Coup à Paris
by lucas dewaele
Ooit was ik in Parijs. In het zog van een kliekje medemensen, dat mij gedoogde, als een bloemist op rust in een tuin der lusten. Het goot bijwijlen slagwater, daar in Parijs. Ik was er op zoek naar de leef- en beeldwerelden van de heer Atget en mevrouw Abbott, eertijds fotografen en wellicht meer kunstenaars dan de loutere renommee over het vak doet vermoeden. In hun wereld van albuminedrukjes werd mijn nieuwsgierigheid ingewilligd: ik kon hun verwondering omtrent veranderingen in hun omgeving thuisbrengen. Hun beelden werden gelabeld met “eeuwige vergunning”, voor het geval iemand zou aandurven hen te vergeten.

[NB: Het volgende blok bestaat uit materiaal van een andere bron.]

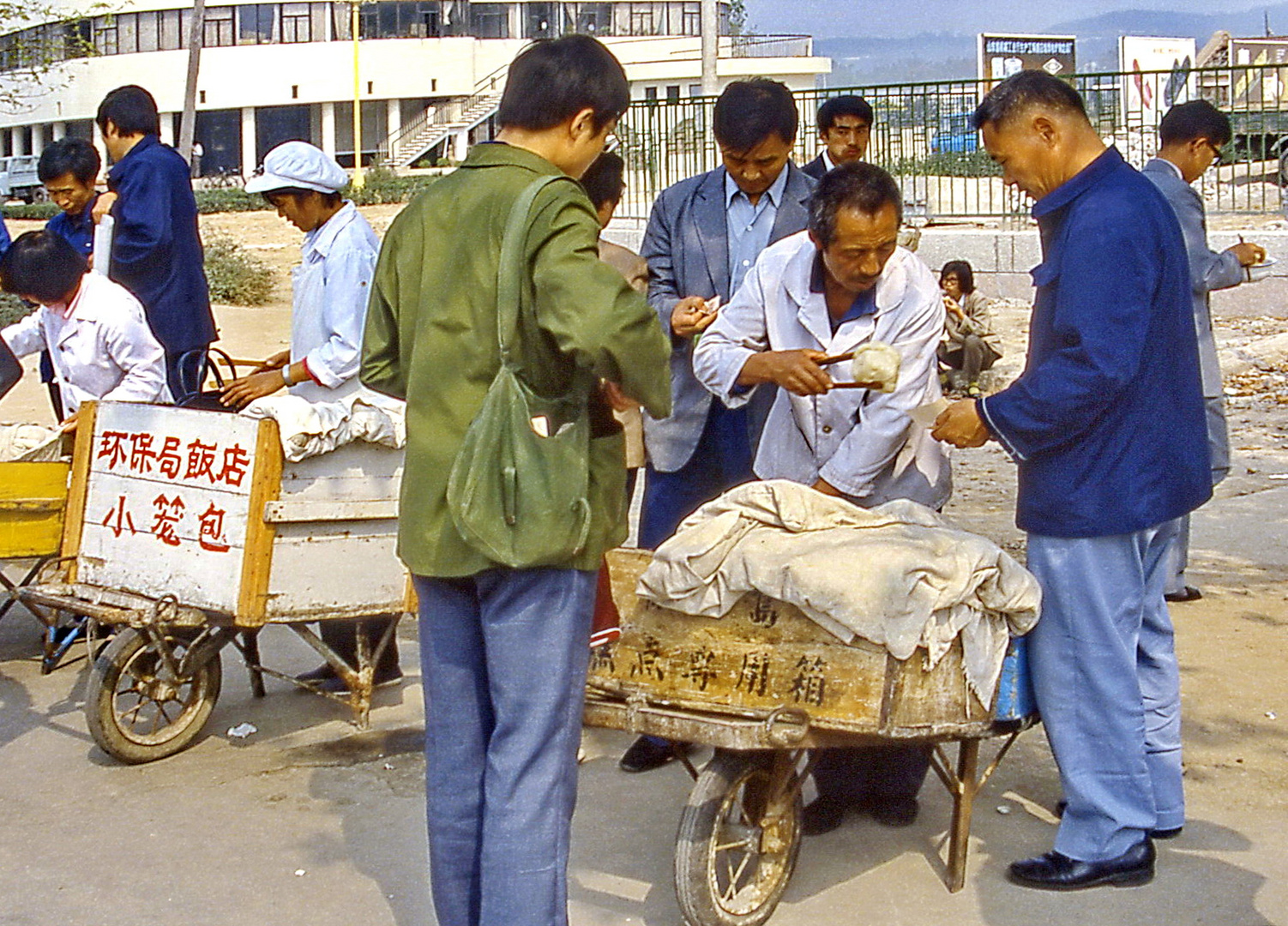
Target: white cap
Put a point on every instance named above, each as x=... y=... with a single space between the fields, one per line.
x=300 y=165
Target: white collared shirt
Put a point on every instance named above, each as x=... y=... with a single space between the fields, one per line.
x=749 y=225
x=859 y=441
x=103 y=349
x=328 y=305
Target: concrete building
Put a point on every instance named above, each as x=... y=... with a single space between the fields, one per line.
x=429 y=71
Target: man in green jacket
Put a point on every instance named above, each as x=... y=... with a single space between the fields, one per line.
x=504 y=651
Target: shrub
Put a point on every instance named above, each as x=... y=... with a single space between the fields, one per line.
x=236 y=276
x=12 y=310
x=31 y=210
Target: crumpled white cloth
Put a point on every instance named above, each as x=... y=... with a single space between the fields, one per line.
x=897 y=574
x=28 y=443
x=313 y=428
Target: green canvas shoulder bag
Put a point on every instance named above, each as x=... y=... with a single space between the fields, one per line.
x=520 y=484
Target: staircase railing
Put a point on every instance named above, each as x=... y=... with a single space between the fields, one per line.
x=447 y=112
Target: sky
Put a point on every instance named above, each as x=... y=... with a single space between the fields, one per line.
x=831 y=18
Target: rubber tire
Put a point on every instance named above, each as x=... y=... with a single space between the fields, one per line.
x=100 y=711
x=695 y=841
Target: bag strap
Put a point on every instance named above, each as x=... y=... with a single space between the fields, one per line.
x=509 y=274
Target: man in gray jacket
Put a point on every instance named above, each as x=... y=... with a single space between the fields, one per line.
x=1190 y=136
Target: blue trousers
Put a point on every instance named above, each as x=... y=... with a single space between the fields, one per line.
x=720 y=461
x=504 y=658
x=1108 y=687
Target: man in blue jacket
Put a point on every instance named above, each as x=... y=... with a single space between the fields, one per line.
x=156 y=246
x=1192 y=135
x=1108 y=426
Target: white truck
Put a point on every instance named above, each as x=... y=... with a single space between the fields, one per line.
x=18 y=179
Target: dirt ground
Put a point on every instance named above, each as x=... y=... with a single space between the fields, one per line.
x=1231 y=643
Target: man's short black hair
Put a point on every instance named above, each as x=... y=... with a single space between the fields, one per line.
x=964 y=272
x=1197 y=118
x=843 y=105
x=299 y=194
x=72 y=156
x=603 y=179
x=859 y=186
x=1023 y=90
x=749 y=111
x=131 y=110
x=41 y=266
x=554 y=79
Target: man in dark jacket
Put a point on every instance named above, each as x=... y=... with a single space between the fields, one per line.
x=156 y=246
x=1106 y=424
x=846 y=130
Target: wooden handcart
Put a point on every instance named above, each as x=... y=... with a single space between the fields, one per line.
x=33 y=502
x=767 y=687
x=184 y=532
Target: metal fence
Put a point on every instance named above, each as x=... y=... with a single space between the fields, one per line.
x=923 y=135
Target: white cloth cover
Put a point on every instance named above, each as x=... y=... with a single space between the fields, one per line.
x=897 y=574
x=313 y=428
x=28 y=443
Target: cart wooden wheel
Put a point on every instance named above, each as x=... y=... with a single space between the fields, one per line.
x=739 y=835
x=138 y=707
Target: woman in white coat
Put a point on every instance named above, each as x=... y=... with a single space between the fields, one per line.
x=94 y=330
x=328 y=310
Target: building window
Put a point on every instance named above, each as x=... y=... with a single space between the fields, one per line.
x=105 y=35
x=593 y=18
x=690 y=20
x=256 y=23
x=490 y=21
x=218 y=28
x=540 y=21
x=172 y=35
x=149 y=31
x=126 y=33
x=297 y=22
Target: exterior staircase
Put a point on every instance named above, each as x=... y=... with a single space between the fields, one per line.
x=442 y=121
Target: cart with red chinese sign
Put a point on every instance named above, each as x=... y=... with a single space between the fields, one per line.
x=186 y=531
x=767 y=687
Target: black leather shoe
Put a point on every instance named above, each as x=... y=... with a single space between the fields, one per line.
x=822 y=817
x=1056 y=872
x=646 y=755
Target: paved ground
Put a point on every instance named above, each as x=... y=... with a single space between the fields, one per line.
x=310 y=822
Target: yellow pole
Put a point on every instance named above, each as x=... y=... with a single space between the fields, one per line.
x=358 y=179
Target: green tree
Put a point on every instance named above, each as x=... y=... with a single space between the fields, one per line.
x=35 y=38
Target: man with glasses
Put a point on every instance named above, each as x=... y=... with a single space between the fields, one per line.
x=1190 y=136
x=846 y=129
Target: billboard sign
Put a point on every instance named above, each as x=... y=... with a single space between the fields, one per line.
x=1148 y=95
x=1001 y=56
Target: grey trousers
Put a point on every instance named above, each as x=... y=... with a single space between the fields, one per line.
x=1108 y=687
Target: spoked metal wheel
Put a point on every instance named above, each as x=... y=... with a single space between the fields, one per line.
x=149 y=695
x=739 y=836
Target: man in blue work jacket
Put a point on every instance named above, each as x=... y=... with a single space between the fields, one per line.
x=1106 y=423
x=156 y=246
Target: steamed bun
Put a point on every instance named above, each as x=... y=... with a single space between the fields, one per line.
x=876 y=362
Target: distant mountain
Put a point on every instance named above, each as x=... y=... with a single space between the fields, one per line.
x=951 y=54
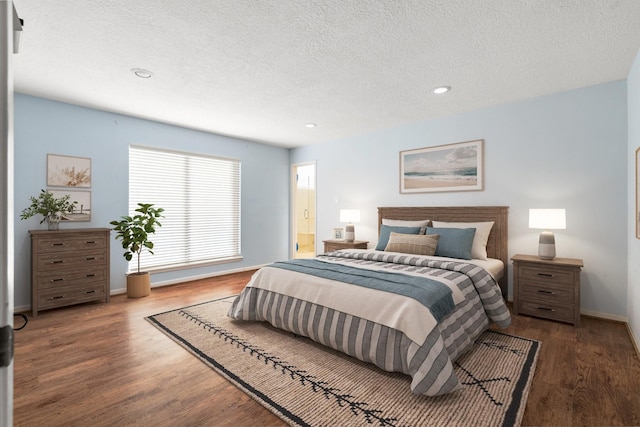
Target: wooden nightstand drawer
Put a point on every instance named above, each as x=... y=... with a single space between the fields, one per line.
x=547 y=275
x=550 y=293
x=547 y=288
x=562 y=313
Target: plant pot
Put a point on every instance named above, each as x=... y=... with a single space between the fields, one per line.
x=138 y=285
x=53 y=224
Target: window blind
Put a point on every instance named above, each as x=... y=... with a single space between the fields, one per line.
x=201 y=200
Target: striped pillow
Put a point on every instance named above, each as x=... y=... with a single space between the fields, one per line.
x=418 y=244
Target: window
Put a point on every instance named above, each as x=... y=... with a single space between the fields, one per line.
x=201 y=200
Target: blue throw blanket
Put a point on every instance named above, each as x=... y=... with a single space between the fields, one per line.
x=434 y=295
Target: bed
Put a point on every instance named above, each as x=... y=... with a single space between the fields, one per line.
x=400 y=310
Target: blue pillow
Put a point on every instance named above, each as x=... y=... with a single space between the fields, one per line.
x=454 y=242
x=385 y=232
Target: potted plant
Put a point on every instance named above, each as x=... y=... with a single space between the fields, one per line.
x=135 y=232
x=50 y=207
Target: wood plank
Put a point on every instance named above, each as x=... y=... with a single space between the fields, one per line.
x=103 y=364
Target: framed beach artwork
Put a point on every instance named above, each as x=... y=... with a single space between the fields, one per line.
x=68 y=171
x=82 y=211
x=338 y=233
x=451 y=167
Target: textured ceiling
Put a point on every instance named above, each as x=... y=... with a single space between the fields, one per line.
x=261 y=69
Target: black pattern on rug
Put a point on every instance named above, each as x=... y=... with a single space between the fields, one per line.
x=361 y=395
x=358 y=408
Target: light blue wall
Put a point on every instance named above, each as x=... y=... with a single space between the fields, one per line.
x=633 y=87
x=567 y=150
x=43 y=126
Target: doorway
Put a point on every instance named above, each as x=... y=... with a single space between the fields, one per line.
x=304 y=210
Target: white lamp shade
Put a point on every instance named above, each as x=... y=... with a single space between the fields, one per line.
x=349 y=215
x=547 y=219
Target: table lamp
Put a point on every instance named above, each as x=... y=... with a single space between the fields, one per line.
x=547 y=219
x=350 y=216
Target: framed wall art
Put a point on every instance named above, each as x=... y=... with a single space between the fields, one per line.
x=451 y=167
x=68 y=171
x=338 y=233
x=82 y=212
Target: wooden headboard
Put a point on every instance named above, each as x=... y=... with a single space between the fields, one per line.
x=497 y=246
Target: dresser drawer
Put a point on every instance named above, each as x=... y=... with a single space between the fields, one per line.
x=69 y=267
x=70 y=295
x=71 y=261
x=57 y=244
x=546 y=275
x=56 y=280
x=548 y=311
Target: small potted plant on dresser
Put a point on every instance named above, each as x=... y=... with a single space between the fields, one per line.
x=50 y=207
x=135 y=232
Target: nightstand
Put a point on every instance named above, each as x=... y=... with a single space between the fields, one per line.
x=334 y=245
x=547 y=288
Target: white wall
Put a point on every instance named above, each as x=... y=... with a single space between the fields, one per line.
x=43 y=126
x=567 y=150
x=633 y=87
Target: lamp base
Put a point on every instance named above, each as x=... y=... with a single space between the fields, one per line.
x=349 y=233
x=547 y=245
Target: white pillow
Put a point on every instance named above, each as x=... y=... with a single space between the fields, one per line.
x=480 y=239
x=403 y=223
x=418 y=244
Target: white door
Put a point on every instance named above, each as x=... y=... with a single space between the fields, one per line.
x=304 y=210
x=7 y=13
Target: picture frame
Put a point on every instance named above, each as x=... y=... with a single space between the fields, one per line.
x=638 y=193
x=450 y=167
x=68 y=171
x=338 y=233
x=82 y=213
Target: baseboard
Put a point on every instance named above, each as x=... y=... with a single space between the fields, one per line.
x=634 y=340
x=607 y=316
x=202 y=276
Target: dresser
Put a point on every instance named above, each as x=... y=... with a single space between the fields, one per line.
x=547 y=288
x=69 y=267
x=335 y=245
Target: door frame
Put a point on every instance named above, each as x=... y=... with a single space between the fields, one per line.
x=10 y=23
x=292 y=215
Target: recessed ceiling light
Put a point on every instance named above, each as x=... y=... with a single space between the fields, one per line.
x=142 y=73
x=441 y=89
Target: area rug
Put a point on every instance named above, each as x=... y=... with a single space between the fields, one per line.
x=305 y=383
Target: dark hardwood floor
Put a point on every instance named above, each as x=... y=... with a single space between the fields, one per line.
x=104 y=365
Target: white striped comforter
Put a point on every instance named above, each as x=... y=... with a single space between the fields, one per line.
x=393 y=332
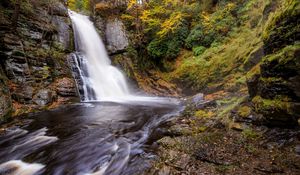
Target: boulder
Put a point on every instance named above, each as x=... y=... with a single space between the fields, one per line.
x=66 y=87
x=44 y=97
x=23 y=94
x=254 y=58
x=116 y=37
x=64 y=32
x=59 y=9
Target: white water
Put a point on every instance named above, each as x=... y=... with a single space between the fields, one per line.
x=103 y=79
x=18 y=167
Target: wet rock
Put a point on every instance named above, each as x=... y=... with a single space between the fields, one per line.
x=178 y=130
x=167 y=142
x=275 y=91
x=116 y=37
x=5 y=101
x=23 y=94
x=59 y=9
x=100 y=25
x=165 y=170
x=237 y=127
x=64 y=31
x=66 y=87
x=254 y=58
x=44 y=97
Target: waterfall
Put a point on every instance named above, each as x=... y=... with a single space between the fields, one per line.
x=98 y=78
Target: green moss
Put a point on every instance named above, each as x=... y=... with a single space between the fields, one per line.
x=289 y=53
x=265 y=106
x=244 y=111
x=250 y=134
x=283 y=26
x=233 y=104
x=203 y=114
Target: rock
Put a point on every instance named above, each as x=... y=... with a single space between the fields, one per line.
x=44 y=97
x=33 y=57
x=116 y=37
x=276 y=89
x=198 y=98
x=237 y=127
x=100 y=25
x=178 y=130
x=165 y=170
x=64 y=31
x=283 y=29
x=66 y=87
x=17 y=70
x=167 y=142
x=59 y=9
x=254 y=58
x=5 y=101
x=23 y=94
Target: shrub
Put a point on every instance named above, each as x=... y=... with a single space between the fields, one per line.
x=198 y=50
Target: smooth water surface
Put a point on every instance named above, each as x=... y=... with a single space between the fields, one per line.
x=87 y=138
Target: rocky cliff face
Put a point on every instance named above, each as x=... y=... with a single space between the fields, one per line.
x=34 y=72
x=275 y=88
x=120 y=46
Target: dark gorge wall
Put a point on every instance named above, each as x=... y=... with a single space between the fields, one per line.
x=35 y=41
x=275 y=88
x=124 y=52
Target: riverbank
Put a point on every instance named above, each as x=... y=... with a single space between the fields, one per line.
x=217 y=138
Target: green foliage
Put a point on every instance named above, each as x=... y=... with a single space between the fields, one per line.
x=213 y=27
x=199 y=50
x=283 y=27
x=79 y=5
x=250 y=134
x=167 y=47
x=265 y=106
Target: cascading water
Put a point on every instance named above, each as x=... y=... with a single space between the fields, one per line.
x=99 y=79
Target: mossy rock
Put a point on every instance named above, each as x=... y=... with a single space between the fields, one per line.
x=277 y=112
x=283 y=28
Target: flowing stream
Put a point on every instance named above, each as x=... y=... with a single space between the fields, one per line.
x=109 y=133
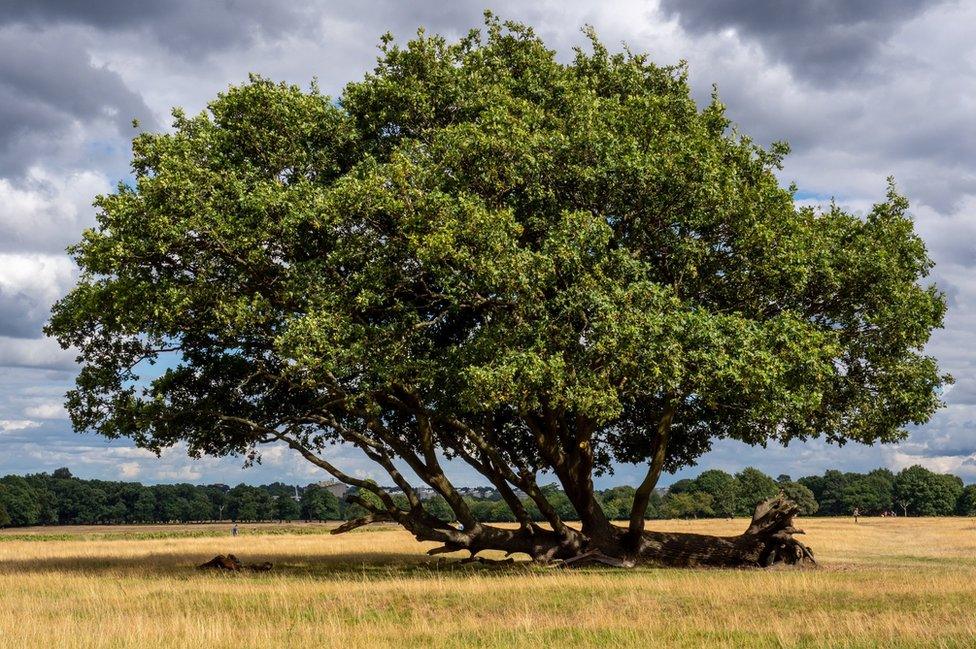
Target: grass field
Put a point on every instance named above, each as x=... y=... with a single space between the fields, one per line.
x=882 y=583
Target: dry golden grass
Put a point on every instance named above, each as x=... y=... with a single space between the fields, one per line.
x=883 y=583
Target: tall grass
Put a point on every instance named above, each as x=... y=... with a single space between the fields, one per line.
x=883 y=583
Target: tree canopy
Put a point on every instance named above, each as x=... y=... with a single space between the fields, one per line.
x=478 y=252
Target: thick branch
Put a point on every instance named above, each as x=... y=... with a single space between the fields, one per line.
x=642 y=495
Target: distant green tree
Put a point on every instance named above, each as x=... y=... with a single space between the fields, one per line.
x=871 y=493
x=828 y=489
x=723 y=488
x=920 y=492
x=247 y=503
x=543 y=263
x=754 y=487
x=687 y=504
x=966 y=506
x=800 y=495
x=286 y=508
x=438 y=508
x=618 y=502
x=20 y=501
x=500 y=512
x=144 y=506
x=684 y=485
x=319 y=504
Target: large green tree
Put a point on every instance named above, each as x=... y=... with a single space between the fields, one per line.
x=481 y=253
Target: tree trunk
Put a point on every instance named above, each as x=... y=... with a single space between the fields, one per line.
x=768 y=541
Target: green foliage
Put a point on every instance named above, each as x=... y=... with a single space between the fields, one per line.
x=870 y=494
x=967 y=501
x=439 y=508
x=617 y=503
x=20 y=501
x=286 y=508
x=504 y=236
x=319 y=504
x=920 y=492
x=800 y=495
x=722 y=487
x=687 y=504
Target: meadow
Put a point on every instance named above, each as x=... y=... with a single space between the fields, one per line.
x=881 y=583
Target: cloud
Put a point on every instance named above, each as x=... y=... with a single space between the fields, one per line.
x=860 y=89
x=130 y=470
x=188 y=28
x=49 y=410
x=822 y=41
x=29 y=285
x=49 y=88
x=45 y=211
x=38 y=353
x=9 y=425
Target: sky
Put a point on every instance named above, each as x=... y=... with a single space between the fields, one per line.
x=861 y=90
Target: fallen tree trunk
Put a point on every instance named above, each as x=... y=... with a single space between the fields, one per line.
x=231 y=563
x=769 y=540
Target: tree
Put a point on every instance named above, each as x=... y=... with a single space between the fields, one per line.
x=920 y=492
x=247 y=503
x=687 y=504
x=754 y=486
x=286 y=508
x=829 y=491
x=319 y=504
x=483 y=254
x=967 y=501
x=871 y=493
x=723 y=488
x=19 y=501
x=801 y=496
x=617 y=502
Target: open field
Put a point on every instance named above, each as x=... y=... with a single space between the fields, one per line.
x=883 y=583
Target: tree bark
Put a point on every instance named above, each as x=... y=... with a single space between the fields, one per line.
x=767 y=541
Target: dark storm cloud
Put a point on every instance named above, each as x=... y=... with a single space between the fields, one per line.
x=822 y=41
x=49 y=85
x=188 y=27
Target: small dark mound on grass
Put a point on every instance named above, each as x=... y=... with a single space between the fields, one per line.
x=231 y=563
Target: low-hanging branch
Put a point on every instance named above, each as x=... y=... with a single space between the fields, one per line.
x=480 y=255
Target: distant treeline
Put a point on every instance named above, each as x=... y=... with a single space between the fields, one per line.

De verwondering omtrent het dood-dagelijkse, is onvergetelijk. Atget en in zijn volgspoor, Abbott, dirigeren mij elke keer opnieuw weer naar de kern van mijn eigen beeldmakerij: het vinden van de meest prestigieuze onderwerpen in het bereik van een groothoeklens én het nooit wegstevenen van het belangrijkste kenmerk van een fotograaf: zijn verwondering. Verwonderlijk zijn vele taferelen in Parijse straten, op pleinen, in vitrines en in tentoonstellingsruimtes. Er is de blijvende ontroering rond de rare, nutteloze toren, met Chinezen in het brugbeeld. Er is de aangeredene, die op weinig aanbiddende wijze, in een goot ligt. Voorts : de vale mensen, de bomen, de installaties en het “Palais de Tokyo”, waar de beelden geen sensatie ongemoeid laten.
Verwonderlijk is ook de onthulling, door eenzame medemensen, dat “verwondering” geen gangbare waardering verdient. Hoe kan ik, als fotograferende fotograaf, de minachting van een por in de rug anders verklaren? Net bij het indrukken van de ontspanknop, zodat het beeld zeker vervormt. Goed mislukt, zouden mensen zeggen.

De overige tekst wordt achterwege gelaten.